See the sample for the sake of clarity.
Sample#
Input:
"c4e1_input_seqs.txt" contains:
ATTCGATTATAAGCTCGATCGATCGATCGATCGATCGATCGATCGATCGATCGATCATGCATGCATGCATGCATGC
ATTCGATTATAAGCACTGATCGATCGATCGATCGATCGATGCTATCGTCGTATGCATGCATGCATGCATGC
...and so on
Output:
"c4e1_output.fasta" contains, for 2 of the 5 DNA input sequences:
ATTCGATTATAAGCTCGATCGATCGATCGATCGATCGATCGATCGATCGATCGATCATGCATGCATGCATGCATGC 76
||||||||||||||||||||||||||||||||||||||||||
TCGATCGATCGATCGATCGATCGATCGATCGATCGATCGATC 42
ATTCGATTATAAGCACTGATCGATCGATCGATCGATCGATGCTATCGTCGTATGCATGCATGCATGCATGC 71
|||||||||||||||||||||||||||||||||||||
ACTGATCGATCGATCGATCGATCGATGCTATCGTCGT 37
...and so on
c4e2: Multiple exons from genomic DNA#
A sequence of DNA is contained in one line within the file “c4e2_input_genomic_dna.txt” and the file “c4e2_input_exons.txt” contains the positions of 4 exons within the DNA sequence: the start and end (separated by comma) of the 4 exons are in 4 different lines.
Write in a file (“c4e2_output.txt”) the exons concatenated with a human readable spacer (“<—>”)
Sample#
Input:
"c4e2_input_genomic_dna.txt" contains:
TCGATCGTACCGTCGACGATGCTACGATCGTCGATCGTAGTCGATCA...

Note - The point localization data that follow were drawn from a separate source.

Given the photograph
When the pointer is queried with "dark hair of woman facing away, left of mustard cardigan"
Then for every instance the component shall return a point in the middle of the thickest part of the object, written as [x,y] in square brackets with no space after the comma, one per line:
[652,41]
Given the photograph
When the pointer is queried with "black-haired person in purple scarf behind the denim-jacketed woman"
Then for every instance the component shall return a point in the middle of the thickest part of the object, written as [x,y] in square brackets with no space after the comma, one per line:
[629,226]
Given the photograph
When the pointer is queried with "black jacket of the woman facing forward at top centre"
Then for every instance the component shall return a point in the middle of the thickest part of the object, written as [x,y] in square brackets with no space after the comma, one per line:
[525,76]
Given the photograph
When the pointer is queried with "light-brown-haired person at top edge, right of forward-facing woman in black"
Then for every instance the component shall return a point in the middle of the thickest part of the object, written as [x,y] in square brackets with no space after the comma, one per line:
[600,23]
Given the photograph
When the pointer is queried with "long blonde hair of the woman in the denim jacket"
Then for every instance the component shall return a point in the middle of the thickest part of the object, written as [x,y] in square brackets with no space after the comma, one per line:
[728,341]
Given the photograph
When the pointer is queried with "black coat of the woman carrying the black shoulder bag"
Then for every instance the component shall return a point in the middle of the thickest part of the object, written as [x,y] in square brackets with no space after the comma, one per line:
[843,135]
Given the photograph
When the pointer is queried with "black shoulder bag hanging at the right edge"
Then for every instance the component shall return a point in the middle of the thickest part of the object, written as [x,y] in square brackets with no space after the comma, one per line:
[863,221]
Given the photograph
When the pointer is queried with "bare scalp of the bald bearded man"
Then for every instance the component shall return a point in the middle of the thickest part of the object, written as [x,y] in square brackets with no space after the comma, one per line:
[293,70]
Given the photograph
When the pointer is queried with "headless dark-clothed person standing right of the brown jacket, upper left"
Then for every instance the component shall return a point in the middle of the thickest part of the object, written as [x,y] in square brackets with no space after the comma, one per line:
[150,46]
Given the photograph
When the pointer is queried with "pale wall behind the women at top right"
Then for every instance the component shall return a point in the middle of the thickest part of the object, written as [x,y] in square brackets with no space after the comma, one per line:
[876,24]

"c4e2_input_exons.txt" contains:
5,58
72,133
...
Output:
"c4e2_output.txt" contains:
CGTACCGTCGACGATGCTACGATCGTCGATCGTAGTCGATCATCGATCGATCG<--->CGATCGATCGATATCGATCGATATCATCGATGCATCGATCATCGATCGATCGATCGATCGA<--->CGATCGATCGATCGTAGCTAGCTAGCTAGATCGATCATCATCGTAGCTAGCTCGACTAGCTACGTACGATCGATGCATCGATCGTA<--->CGATCGATCGATCGATCGATCGATCGATCGATCGATCGATCGTAGCTAGCTACGATCG
Note:#
The exon positions: start, end are in array coordinates [0,…], not in biological coordinates [1,…]. That is, start is inclusive and end is exclusive.